BERLIN (AFP): Berlin’s international film festival, the first major European cinema showcase of the year, on Monday unveiled plans for a hybrid online and live competition in March in response to the pandemic.
The Berlinale, as the event is known, said its jury will be made up of six previous winners of its prestigious Golden Bear who will watch this year’s contenders in a large cinema together in the German capital.
Critics and reporters will have access to the movies online during the March 1-5 competition. The films’ stars, however, will be absent, dimming the event’s usual glamour quotient.
A second stage of the festival will roll out in June, with the filmmakers invited to attend screenings of its selected films for the general public at venues across the city. A gala awards ceremony will also take place then.
Cinemas throughout Germany have been closed since November as part of a nationwide shutdown to curb the coronavirus.
Festival organisers said the 71st edition of the Berlinale would be “entering into new territory” because of the challenges posed by the pandemic.
“In this moment in time, it is meaningful and a great sign of hope that the Golden Bear winners will be in Berlin watching films in a theatre and finding a way to support their colleagues,” said artistic director Carlo Chatrian about the six-member jury.

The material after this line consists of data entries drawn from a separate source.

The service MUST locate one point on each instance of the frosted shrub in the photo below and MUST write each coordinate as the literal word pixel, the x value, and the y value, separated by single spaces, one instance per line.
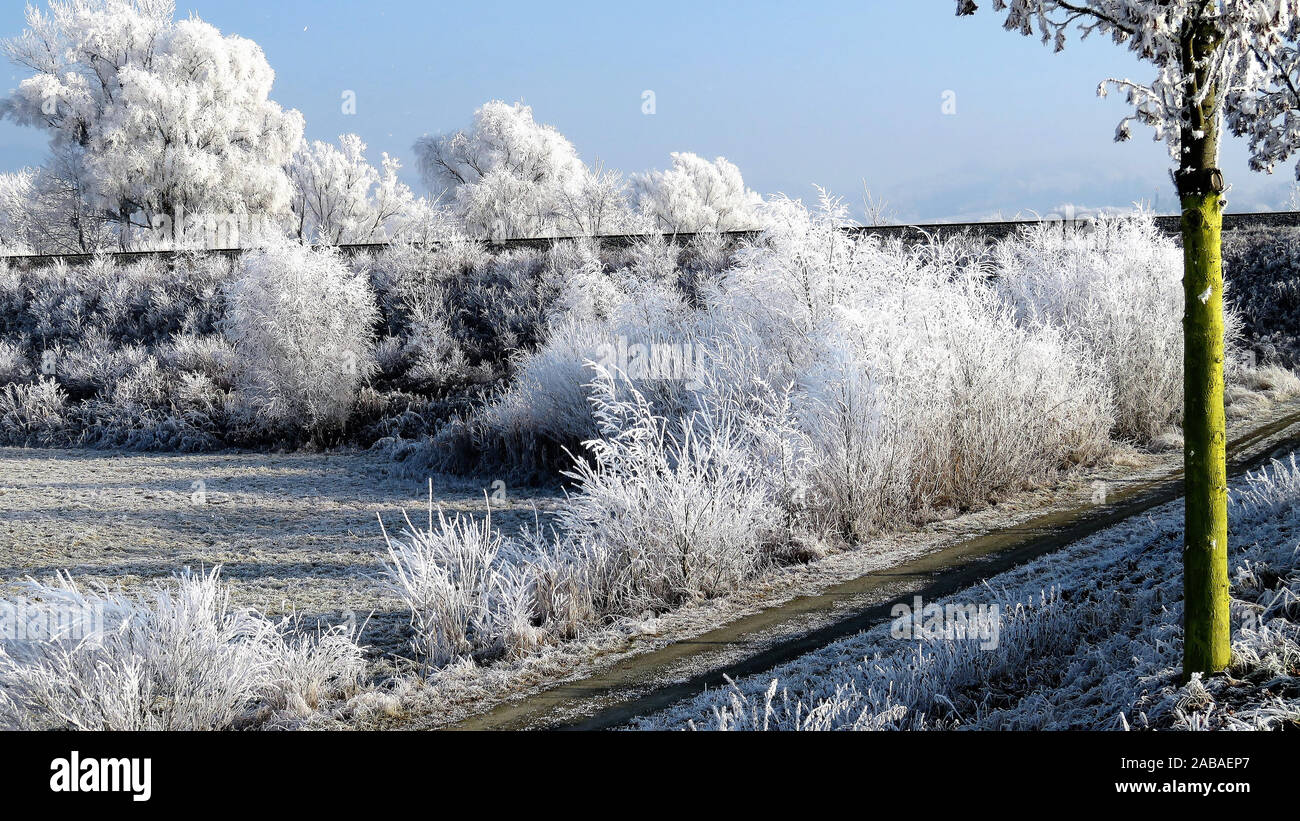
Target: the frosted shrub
pixel 676 505
pixel 1118 291
pixel 33 413
pixel 302 325
pixel 466 598
pixel 914 386
pixel 13 364
pixel 178 659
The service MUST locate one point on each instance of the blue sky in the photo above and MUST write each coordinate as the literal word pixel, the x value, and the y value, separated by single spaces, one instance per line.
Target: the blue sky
pixel 793 95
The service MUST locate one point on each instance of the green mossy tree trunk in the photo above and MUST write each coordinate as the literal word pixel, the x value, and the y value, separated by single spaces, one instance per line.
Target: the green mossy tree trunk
pixel 1207 639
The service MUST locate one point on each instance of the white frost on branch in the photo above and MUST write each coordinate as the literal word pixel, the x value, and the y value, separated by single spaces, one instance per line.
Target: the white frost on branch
pixel 1255 66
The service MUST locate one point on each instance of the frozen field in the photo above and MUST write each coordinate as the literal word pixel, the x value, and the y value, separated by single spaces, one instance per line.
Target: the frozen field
pixel 290 530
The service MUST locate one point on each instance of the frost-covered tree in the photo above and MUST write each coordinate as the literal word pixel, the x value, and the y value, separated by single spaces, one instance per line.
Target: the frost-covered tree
pixel 697 195
pixel 157 116
pixel 1216 61
pixel 339 198
pixel 303 330
pixel 508 176
pixel 42 211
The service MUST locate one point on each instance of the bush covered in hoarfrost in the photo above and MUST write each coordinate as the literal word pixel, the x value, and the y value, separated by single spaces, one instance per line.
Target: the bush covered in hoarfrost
pixel 1090 638
pixel 1264 266
pixel 302 326
pixel 178 659
pixel 1118 291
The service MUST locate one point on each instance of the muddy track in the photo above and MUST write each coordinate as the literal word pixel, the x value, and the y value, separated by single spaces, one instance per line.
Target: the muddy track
pixel 649 682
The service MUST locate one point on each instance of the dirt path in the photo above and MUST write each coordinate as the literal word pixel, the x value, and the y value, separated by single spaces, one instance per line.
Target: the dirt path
pixel 291 531
pixel 649 682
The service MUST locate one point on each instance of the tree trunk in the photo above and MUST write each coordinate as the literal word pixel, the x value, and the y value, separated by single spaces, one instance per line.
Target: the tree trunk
pixel 1207 641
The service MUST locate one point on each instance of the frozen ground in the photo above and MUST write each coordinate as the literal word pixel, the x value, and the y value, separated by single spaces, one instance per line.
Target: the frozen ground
pixel 291 530
pixel 299 531
pixel 1088 638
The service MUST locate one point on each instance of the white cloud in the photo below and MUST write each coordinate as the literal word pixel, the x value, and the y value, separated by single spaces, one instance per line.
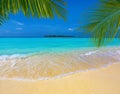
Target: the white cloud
pixel 19 28
pixel 70 29
pixel 18 23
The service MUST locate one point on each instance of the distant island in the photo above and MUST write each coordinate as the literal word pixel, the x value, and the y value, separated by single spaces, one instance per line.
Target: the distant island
pixel 59 36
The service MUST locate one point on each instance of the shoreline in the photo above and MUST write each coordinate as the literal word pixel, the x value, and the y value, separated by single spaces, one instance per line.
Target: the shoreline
pixel 59 76
pixel 101 81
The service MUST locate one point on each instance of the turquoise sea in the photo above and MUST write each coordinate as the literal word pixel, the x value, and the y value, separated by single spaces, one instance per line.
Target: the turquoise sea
pixel 43 58
pixel 10 46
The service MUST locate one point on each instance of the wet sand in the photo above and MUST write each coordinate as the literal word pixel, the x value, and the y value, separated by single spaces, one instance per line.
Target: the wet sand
pixel 101 81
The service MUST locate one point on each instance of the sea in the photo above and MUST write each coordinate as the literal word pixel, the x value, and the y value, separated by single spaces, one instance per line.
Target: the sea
pixel 49 58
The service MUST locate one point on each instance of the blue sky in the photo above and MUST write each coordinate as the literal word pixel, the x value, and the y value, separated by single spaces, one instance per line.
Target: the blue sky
pixel 18 25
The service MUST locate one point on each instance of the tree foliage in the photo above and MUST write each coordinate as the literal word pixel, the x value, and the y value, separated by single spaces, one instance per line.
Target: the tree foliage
pixel 34 8
pixel 104 22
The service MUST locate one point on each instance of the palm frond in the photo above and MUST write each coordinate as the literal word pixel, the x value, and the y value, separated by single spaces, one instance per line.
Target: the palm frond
pixel 104 22
pixel 36 8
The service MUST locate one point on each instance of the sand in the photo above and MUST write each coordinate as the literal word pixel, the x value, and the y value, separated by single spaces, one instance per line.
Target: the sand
pixel 100 81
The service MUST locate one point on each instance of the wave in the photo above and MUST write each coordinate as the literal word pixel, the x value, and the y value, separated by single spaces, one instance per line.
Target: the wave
pixel 47 66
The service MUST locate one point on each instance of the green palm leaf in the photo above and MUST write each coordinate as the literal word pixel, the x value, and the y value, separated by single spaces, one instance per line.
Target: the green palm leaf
pixel 104 22
pixel 35 8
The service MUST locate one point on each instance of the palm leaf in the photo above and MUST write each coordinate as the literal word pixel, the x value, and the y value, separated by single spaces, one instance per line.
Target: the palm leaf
pixel 104 22
pixel 34 8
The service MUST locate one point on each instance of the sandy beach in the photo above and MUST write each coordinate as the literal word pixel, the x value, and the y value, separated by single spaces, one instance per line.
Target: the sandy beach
pixel 100 81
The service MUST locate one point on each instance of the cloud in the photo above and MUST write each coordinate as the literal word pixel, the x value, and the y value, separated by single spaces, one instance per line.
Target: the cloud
pixel 19 28
pixel 18 23
pixel 70 29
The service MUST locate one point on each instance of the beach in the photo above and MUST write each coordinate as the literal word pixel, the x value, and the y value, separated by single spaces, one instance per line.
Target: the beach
pixel 101 81
pixel 58 66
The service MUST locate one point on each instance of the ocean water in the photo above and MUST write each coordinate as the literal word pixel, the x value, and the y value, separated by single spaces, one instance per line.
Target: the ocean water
pixel 46 58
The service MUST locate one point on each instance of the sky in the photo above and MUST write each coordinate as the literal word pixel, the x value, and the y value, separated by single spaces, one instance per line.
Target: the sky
pixel 20 26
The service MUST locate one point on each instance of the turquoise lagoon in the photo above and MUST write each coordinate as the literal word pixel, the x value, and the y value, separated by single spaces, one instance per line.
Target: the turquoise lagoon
pixel 43 58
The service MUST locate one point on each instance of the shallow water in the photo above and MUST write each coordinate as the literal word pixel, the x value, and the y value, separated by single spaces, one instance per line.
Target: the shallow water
pixel 60 57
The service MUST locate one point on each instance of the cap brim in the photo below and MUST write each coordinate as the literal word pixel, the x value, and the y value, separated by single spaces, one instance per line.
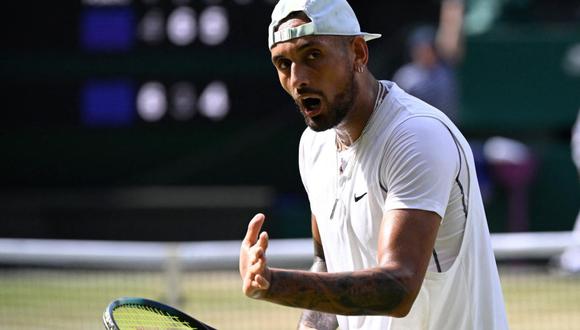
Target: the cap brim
pixel 371 36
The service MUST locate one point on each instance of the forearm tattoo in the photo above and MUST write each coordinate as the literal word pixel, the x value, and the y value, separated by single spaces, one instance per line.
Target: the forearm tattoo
pixel 314 319
pixel 376 291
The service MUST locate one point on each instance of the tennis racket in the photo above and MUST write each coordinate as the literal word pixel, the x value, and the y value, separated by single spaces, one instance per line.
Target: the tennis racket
pixel 145 314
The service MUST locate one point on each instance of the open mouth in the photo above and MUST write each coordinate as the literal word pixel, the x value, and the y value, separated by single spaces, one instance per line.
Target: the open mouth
pixel 311 104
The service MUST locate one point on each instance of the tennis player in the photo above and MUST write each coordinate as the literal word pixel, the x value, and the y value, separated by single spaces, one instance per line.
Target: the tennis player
pixel 400 233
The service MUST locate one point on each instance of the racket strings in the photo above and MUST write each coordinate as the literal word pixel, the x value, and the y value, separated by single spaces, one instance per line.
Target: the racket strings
pixel 145 317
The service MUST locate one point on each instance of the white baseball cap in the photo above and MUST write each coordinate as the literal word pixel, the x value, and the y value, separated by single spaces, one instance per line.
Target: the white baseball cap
pixel 327 17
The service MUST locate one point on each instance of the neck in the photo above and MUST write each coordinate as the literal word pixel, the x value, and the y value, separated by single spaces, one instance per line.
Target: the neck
pixel 351 128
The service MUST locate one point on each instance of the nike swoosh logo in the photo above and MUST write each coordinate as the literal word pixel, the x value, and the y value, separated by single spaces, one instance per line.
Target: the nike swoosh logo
pixel 357 198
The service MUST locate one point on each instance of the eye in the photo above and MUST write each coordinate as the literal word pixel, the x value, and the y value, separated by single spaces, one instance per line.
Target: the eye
pixel 283 64
pixel 313 55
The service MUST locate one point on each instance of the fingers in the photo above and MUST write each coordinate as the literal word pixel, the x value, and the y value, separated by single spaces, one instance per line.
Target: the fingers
pixel 254 229
pixel 256 284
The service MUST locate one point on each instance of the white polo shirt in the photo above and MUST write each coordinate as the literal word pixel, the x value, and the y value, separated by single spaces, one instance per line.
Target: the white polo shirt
pixel 409 156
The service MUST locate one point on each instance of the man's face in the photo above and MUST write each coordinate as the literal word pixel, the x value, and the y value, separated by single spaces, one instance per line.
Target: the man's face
pixel 317 72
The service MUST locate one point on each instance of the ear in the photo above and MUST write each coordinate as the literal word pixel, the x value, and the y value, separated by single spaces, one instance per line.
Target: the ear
pixel 361 53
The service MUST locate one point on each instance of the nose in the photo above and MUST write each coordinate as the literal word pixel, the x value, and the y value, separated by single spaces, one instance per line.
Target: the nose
pixel 299 76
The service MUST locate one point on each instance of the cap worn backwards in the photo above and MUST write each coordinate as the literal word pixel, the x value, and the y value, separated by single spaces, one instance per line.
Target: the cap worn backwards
pixel 327 17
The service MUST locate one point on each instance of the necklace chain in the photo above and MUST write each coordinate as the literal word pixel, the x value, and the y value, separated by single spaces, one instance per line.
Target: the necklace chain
pixel 351 154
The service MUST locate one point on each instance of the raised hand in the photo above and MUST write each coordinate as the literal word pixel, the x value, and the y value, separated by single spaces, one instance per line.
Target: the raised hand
pixel 253 268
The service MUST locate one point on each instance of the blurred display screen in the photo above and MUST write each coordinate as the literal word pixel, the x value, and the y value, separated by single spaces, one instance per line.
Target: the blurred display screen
pixel 119 63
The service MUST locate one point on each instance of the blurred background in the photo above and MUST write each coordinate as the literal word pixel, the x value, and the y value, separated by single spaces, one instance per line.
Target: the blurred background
pixel 138 136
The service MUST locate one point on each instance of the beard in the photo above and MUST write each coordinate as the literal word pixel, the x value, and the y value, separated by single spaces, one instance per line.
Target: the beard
pixel 337 110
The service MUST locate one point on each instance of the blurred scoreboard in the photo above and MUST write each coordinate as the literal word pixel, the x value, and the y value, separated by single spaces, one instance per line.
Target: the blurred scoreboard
pixel 121 63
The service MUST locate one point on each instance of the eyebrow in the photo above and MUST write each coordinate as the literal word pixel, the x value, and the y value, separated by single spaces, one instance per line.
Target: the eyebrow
pixel 305 44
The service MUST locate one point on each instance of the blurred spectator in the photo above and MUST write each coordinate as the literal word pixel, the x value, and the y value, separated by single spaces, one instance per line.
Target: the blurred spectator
pixel 513 165
pixel 449 39
pixel 570 259
pixel 428 76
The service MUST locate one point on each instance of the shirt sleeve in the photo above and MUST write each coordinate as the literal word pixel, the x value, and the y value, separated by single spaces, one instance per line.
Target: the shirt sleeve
pixel 420 164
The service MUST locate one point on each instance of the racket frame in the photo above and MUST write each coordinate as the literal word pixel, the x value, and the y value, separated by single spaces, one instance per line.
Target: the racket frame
pixel 110 323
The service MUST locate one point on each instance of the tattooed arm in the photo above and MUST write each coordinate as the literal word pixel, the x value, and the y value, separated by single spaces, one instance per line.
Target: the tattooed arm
pixel 405 245
pixel 314 319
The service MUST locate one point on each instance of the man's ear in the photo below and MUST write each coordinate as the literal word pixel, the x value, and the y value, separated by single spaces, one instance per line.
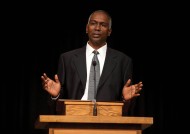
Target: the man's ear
pixel 87 28
pixel 109 32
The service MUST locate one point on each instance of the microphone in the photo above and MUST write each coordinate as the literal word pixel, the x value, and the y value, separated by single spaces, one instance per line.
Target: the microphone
pixel 95 107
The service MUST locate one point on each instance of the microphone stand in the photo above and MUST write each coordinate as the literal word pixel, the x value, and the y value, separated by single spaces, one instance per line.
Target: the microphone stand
pixel 94 101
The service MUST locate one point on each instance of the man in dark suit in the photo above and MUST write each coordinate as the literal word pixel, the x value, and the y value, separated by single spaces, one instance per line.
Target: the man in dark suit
pixel 72 79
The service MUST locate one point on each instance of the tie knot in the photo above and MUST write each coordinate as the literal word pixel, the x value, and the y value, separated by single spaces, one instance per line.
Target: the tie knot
pixel 95 52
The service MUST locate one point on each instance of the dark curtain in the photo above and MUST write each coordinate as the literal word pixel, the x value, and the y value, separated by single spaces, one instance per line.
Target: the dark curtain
pixel 39 33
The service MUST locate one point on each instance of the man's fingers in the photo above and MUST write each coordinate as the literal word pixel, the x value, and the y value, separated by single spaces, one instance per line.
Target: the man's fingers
pixel 56 79
pixel 128 83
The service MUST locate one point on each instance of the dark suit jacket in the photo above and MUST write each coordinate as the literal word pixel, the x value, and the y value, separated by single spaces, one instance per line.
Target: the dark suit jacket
pixel 72 74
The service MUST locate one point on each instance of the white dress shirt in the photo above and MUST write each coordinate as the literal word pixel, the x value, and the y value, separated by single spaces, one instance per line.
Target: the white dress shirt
pixel 89 56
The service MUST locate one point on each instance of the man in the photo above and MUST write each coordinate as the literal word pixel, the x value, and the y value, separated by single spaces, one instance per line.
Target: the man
pixel 72 80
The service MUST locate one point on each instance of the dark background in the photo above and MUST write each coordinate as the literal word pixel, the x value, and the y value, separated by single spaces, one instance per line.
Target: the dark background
pixel 35 34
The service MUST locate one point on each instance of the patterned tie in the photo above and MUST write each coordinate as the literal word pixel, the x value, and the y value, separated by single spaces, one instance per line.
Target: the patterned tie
pixel 94 77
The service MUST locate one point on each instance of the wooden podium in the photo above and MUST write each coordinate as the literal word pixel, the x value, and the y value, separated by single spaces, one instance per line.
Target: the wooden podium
pixel 72 119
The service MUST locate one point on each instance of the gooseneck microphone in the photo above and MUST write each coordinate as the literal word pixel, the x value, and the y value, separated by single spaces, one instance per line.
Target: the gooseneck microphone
pixel 95 107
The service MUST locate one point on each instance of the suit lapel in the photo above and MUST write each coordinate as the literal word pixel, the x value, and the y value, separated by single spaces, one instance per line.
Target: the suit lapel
pixel 109 65
pixel 80 64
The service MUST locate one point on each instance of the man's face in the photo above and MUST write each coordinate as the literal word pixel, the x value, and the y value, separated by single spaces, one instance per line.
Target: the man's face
pixel 98 28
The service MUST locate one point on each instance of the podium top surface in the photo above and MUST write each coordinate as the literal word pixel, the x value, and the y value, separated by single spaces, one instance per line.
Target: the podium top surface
pixel 87 102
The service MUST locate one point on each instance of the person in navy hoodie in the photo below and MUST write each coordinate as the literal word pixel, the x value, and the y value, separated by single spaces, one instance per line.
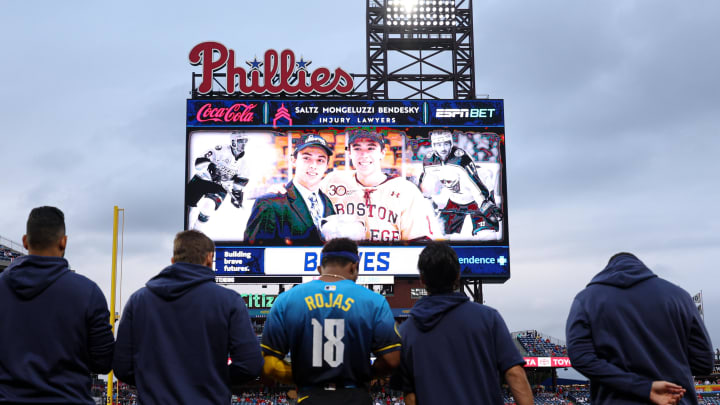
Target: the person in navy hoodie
pixel 55 323
pixel 637 337
pixel 453 350
pixel 176 333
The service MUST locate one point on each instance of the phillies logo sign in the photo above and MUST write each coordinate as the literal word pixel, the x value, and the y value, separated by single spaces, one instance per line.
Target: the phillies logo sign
pixel 238 112
pixel 276 73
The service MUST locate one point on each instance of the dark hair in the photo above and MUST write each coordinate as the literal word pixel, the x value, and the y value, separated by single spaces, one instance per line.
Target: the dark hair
pixel 338 245
pixel 192 247
pixel 440 268
pixel 621 254
pixel 45 226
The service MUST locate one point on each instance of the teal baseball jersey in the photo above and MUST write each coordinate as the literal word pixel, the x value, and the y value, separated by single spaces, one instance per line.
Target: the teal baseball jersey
pixel 330 329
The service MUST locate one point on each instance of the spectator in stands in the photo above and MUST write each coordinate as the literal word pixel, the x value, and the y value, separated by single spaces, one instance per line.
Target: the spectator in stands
pixel 55 323
pixel 629 330
pixel 176 333
pixel 445 358
pixel 353 321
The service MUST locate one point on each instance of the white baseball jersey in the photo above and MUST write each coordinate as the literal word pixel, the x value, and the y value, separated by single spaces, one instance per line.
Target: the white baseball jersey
pixel 394 210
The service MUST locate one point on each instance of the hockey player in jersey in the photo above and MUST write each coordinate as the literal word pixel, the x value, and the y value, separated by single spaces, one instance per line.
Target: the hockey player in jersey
pixel 330 326
pixel 218 171
pixel 390 208
pixel 461 187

They include last year’s laureate, dissident Iranian director Mohammad Rasoulof, who claimed the top prize with his drama “There Is No Evil”, a searingly critical work about the death penalty in his country.
He was unable to accept the prize in person as he was barred from leaving Iran.
Israel’s Nadav Lapid, Romanian filmmaker Adina Pintilie, Ildiko Enyedi of Hungary, Italian documentary maker Gianfranco Rosi and Bosnian director Jasmila Zbanic will round out the panel.
Red carpet glitz
The festival, which normally attracts tens of thousands of visitors, will scale back considerably this year. The European Film Market, where movie rights are bought and sold and which usually runs in parallel, will move entirely online.
The Berlinale announced late last year a postponement from its usual February slot as the virus takes a harsh toll on the global entertainment industry.
The world’s premier festival, Cannes, last week pushed back its 2021 edition to July from May due to the pandemic, with questions still open when the glitz of the red carpet will return to its full pomp.
It was cancelled entirely last year for the first time since World War II, with just a small online presentation from its official selection in October.
The Sundance Film Festival, a normally Utah-based showcase of independent cinema, is currently taking place online.